É que, embora a acção penal e a acção cível se não confundam, ambas têm origem numa mesma infracção, o que lhes impõe uma estreita conexão.
Como refere igualmente o AcSTJ 96.06.09, proc. 6/95, citado por Maia Gonçalves Código de Processo Penal Anotado, 12ª ed., pág. 243. “ a indemnização de perdas e danos emergentes de crime é regulada quantitativamente e nos seus pressupostos pela lei civil, mas no aspecto processual é regulada pelo CPP”.
Assim, quando se estabelece no Artº 129º CP que “ a indemnização de perdas e danos emergentes de crime é regulada pela lei civil”, não se pretende com a mesma afastar as regras sobre a apreciação da prova consagradas no CPP, entre as quais se conta a necessidade de todas as provas serem produzidas ou examinadas em julgamento (Artº 355º nº 1 CPP) e o respeito pelo direito ao silêncio dos arguidos (Artº 343º nº 1 CPP), mas sim o respeito pelos critérios da lei civil no que concerne à determinação do quantum indemnizatório e dos seus pressupostos.
Contudo o artº 82º nº 3 CPP, veio estabelecer a possibilidade do tribunal remeter as partes para os tribunais civis desde que verificadas determinadas situações, nos seguintes termos:
“ O tribunal pode, oficiosamente ou a requerimento, remeter as partes para os tribunais civis quando as questões suscitadas pelo pedido de indemnização civil inviabilizarem uma decisão rigorosa ou forem susceptíveis de gerar incidentes que retardem intoleravelmente o processo penal”.
Prevê pois o legislador na referida norma duas situações que podem justificar a remessa das partes para os tribunais civis:
- Quando as questões suscitadas na acção civil sejam de tal complexidade que não permitam uma decisão rigorosa.
- Quando as questões sejam susceptíveis de provocar o retardamento do processo penal.
Trata-se, segundo Maia Gonçalves Obra citada, pág. 247. “ de uma disposição cautelar, destinada a evitar que através do sistema de adesão, que em princípio se consagra, se possa entravar a rápida administração da justiça penal.

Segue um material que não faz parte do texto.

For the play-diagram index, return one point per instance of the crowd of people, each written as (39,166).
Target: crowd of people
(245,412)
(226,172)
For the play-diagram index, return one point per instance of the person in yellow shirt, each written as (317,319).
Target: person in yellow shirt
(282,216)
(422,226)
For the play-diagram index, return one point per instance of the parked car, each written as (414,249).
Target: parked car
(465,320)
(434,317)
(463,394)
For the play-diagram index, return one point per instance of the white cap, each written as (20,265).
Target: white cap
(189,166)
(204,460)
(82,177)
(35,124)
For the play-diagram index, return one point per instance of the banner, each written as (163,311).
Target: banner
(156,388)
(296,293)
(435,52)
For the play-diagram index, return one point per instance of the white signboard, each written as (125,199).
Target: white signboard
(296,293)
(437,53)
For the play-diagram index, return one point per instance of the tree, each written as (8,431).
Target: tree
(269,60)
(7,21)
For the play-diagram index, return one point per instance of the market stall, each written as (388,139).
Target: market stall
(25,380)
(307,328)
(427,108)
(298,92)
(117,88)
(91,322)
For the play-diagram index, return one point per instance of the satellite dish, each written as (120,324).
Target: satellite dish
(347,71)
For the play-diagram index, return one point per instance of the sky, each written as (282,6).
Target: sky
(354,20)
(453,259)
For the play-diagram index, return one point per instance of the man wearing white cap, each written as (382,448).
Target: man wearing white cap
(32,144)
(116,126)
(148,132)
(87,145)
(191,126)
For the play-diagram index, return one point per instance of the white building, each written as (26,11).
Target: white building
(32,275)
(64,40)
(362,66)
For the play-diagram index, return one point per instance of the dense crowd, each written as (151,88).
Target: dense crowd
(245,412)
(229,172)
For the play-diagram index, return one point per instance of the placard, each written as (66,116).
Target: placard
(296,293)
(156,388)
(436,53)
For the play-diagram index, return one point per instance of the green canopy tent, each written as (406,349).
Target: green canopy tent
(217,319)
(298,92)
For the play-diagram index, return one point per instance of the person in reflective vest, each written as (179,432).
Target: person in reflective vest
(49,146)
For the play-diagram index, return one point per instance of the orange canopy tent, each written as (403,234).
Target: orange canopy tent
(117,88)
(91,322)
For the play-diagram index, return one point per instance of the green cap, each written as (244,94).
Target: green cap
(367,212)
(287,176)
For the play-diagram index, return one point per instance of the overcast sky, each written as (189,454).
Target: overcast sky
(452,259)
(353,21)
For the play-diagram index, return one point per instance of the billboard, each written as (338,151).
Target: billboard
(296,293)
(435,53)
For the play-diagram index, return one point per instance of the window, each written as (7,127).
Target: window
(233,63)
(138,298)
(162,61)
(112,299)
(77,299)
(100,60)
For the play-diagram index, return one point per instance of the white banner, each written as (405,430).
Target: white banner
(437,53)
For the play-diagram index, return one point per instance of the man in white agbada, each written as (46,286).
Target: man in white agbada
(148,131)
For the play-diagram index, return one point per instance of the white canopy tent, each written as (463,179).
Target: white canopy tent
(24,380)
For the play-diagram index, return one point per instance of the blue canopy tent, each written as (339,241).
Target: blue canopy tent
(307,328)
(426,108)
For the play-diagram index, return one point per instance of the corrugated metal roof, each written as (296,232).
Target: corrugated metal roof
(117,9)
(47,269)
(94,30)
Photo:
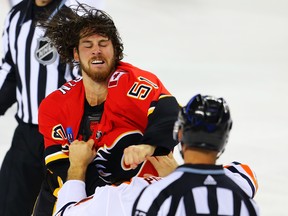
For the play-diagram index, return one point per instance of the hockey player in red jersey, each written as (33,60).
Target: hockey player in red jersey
(125,111)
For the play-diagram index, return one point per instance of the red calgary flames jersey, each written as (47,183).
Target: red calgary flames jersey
(138,110)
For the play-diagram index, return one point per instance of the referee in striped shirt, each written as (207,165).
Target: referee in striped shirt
(30,70)
(199,186)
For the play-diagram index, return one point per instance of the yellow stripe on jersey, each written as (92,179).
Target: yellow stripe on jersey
(55,156)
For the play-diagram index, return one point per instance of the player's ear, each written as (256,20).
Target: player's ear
(76,55)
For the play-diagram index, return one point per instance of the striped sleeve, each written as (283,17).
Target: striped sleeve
(243,176)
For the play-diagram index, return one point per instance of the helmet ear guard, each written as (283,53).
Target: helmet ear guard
(205,123)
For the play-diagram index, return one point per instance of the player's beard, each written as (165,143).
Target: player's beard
(98,76)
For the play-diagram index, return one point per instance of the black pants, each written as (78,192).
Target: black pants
(22,172)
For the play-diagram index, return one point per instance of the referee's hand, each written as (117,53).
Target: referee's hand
(136,154)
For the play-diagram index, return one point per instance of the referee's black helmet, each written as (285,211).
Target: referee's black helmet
(205,123)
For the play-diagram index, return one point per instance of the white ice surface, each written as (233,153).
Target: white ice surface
(234,49)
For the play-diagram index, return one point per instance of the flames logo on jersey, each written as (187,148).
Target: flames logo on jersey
(45,52)
(109,158)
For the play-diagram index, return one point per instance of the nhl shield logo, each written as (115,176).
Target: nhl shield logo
(45,52)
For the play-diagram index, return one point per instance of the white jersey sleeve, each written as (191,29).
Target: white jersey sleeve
(107,200)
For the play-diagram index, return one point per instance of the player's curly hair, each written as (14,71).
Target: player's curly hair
(71,24)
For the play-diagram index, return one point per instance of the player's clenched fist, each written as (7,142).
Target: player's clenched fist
(81,155)
(136,154)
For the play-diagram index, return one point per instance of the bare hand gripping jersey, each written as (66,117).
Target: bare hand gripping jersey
(137,110)
(111,200)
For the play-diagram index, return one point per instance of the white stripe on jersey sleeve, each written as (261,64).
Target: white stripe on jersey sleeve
(243,176)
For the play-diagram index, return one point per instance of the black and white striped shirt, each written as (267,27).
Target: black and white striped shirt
(31,67)
(197,190)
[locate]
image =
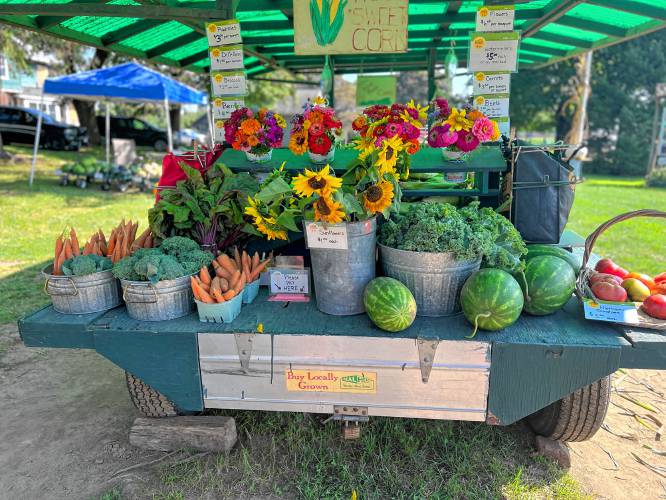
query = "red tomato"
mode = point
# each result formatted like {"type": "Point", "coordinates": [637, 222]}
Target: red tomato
{"type": "Point", "coordinates": [655, 306]}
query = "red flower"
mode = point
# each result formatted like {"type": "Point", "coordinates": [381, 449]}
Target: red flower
{"type": "Point", "coordinates": [319, 144]}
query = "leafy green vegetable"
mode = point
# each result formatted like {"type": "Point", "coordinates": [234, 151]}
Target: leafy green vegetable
{"type": "Point", "coordinates": [176, 257]}
{"type": "Point", "coordinates": [82, 265]}
{"type": "Point", "coordinates": [469, 233]}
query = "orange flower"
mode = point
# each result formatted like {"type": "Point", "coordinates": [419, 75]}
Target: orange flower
{"type": "Point", "coordinates": [250, 126]}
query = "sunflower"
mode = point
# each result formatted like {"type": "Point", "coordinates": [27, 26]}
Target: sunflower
{"type": "Point", "coordinates": [321, 183]}
{"type": "Point", "coordinates": [327, 210]}
{"type": "Point", "coordinates": [388, 155]}
{"type": "Point", "coordinates": [378, 197]}
{"type": "Point", "coordinates": [270, 228]}
{"type": "Point", "coordinates": [253, 210]}
{"type": "Point", "coordinates": [298, 143]}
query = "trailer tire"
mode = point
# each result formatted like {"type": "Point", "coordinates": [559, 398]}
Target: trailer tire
{"type": "Point", "coordinates": [576, 417]}
{"type": "Point", "coordinates": [147, 400]}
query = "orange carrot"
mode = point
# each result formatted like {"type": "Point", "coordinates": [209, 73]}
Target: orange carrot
{"type": "Point", "coordinates": [205, 275]}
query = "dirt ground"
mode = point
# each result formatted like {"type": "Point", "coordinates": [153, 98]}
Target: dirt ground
{"type": "Point", "coordinates": [66, 415]}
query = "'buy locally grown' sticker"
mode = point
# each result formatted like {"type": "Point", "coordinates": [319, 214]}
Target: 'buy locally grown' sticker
{"type": "Point", "coordinates": [331, 381]}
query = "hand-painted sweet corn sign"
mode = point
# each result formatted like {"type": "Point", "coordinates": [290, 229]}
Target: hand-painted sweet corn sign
{"type": "Point", "coordinates": [350, 26]}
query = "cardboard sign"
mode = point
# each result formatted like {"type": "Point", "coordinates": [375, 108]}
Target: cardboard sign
{"type": "Point", "coordinates": [491, 83]}
{"type": "Point", "coordinates": [223, 32]}
{"type": "Point", "coordinates": [326, 236]}
{"type": "Point", "coordinates": [375, 90]}
{"type": "Point", "coordinates": [493, 106]}
{"type": "Point", "coordinates": [224, 106]}
{"type": "Point", "coordinates": [495, 18]}
{"type": "Point", "coordinates": [331, 381]}
{"type": "Point", "coordinates": [223, 58]}
{"type": "Point", "coordinates": [228, 83]}
{"type": "Point", "coordinates": [493, 51]}
{"type": "Point", "coordinates": [611, 311]}
{"type": "Point", "coordinates": [352, 27]}
{"type": "Point", "coordinates": [289, 281]}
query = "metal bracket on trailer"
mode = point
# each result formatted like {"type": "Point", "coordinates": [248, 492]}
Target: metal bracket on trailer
{"type": "Point", "coordinates": [244, 348]}
{"type": "Point", "coordinates": [427, 349]}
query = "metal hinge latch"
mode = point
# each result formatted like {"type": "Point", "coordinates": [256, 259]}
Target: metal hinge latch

A remessa para os tribunais civis prevista no nº 3 deve ser ordenada sempre que uma decisão rigorosa ou a necessária celeridade do processo penal sejam postas em perigo pelo processamento da questão civil conjuntamente. Como fundamento da remessa podem apontar-se quaisquer questões, designadamente incidentes da instância, desde que causadoras daquele perigo”.
Ora no caso dos autos não consegue esta Relação vislumbrar na decisão recorrida onde é que as referidas situações se verificam.
É que o Mmº juiz limitou-se a invocar as expressões contidas no preceito em causa, sem que se tivesse preocupado em concretizá-las.
Seja como for realizado o julgamento e apreciadas todas as questões suscitadas quer no âmbito penal quer na acção cível não se consegue perceber onde é que os pedidos indemnizatórios podem retardar o julgamento do processo penal se este foi feito em simultâneo.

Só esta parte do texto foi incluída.